First Steps Revisited

Mexican Horse Thief-Amanzimtoti1

This is mainly written for myself, but some may find it helpful, and contribute to help me out here.

I wrote the Chronicles II, for mainly one reason. It was a journal for people like me, the ones voted least likely to succeed. I walked the Program and did what it took to be voted a great success, then after seven years, threw it all away.  I wrote a series Strange Classrooms to share what I had learned about the lessons in those Classrooms, again to help the misfits, like myself.  Not because I am a good guy but because one of the very first lessons I learned was: By helping others you help yourself, even more.

For the last twelve years or so, I fall in and out of the Rooms and have noticed that few people that had long term sobriety, fall off the wagon for a period of time, ever succeed like they did the first time. If you fall off and get back on the horse your chances of succeeding are much, much greater, it seems.

Now I am on a mission to find out WHY??

This is the first of a new series, I hope, of Strange Classrooms, perhaps I will learn something.

My first thought is that I have not got it in my head this time that I AM powerless over alcohol, the first Step.

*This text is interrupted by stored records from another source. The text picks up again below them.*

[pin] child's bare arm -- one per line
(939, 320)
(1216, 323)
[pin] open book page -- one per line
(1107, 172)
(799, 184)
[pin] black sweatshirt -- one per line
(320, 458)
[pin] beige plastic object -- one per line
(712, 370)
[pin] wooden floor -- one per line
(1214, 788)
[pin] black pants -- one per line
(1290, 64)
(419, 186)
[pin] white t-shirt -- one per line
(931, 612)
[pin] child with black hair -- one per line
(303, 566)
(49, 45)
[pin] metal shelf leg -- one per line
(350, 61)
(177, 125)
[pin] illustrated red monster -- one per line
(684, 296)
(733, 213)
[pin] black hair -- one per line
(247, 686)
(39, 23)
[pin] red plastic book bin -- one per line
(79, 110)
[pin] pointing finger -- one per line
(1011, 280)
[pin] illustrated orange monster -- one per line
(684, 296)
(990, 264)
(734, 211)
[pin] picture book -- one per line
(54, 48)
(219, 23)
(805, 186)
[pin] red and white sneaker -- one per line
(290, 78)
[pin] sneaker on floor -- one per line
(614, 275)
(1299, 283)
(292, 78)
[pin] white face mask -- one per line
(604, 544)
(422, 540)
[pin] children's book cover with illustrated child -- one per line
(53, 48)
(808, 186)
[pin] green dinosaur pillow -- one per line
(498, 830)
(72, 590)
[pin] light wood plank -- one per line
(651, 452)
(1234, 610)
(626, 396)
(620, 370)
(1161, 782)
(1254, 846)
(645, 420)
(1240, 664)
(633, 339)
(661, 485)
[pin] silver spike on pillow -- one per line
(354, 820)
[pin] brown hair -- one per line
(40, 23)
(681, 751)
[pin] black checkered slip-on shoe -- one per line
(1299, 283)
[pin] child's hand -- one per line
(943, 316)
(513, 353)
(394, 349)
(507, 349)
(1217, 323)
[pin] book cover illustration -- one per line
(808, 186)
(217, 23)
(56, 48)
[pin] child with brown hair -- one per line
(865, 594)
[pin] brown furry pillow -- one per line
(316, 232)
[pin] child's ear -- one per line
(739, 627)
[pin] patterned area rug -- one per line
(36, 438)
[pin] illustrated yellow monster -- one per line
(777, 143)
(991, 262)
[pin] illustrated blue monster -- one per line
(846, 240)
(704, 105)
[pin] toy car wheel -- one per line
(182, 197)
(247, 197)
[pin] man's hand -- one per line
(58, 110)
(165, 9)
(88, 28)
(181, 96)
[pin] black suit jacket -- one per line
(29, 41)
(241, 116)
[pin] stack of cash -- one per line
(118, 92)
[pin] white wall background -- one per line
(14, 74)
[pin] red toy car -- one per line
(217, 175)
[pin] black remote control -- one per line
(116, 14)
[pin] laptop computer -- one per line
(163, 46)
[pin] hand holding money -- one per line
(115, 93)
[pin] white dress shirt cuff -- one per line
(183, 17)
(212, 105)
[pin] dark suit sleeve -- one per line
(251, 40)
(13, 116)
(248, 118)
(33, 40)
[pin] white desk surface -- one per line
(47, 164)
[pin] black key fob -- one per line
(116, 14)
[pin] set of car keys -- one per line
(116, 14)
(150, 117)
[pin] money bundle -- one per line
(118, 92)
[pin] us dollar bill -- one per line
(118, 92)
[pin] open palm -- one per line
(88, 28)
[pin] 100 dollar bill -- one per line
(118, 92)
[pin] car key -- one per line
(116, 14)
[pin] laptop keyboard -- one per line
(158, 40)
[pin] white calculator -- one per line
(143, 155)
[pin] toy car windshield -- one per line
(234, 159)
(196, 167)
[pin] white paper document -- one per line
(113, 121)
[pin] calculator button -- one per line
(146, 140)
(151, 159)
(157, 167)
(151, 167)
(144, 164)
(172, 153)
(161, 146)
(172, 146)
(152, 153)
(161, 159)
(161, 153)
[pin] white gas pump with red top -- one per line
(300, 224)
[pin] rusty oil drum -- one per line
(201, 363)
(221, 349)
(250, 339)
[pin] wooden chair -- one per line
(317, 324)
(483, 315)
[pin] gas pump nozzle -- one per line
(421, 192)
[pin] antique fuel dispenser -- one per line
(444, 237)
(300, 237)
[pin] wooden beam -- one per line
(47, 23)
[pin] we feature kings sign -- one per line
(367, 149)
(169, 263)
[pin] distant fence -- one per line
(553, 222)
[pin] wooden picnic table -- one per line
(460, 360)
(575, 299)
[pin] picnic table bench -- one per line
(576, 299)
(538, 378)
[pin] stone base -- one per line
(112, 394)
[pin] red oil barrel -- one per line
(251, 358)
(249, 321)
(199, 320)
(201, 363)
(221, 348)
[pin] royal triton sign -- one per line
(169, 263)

I just glance over it now, thinking, “Ag hell, got that one right years and years ago.” No, not true, I lie to my friends and myself that I can have a drink or two with no problems, often. Then get in a world of shit and say I will run the Program again. As I say; flitting over Step One quite nicely, thank you very much. No wonder I fail, constantly! Until I get my brain to think, “You cannot have even one drink”, instead of “I need a drink, or two, just two.” I stand absolutely no chance in the game.

Those are my thoughts at the moment, a few other things are running around my brain and I will write them down later.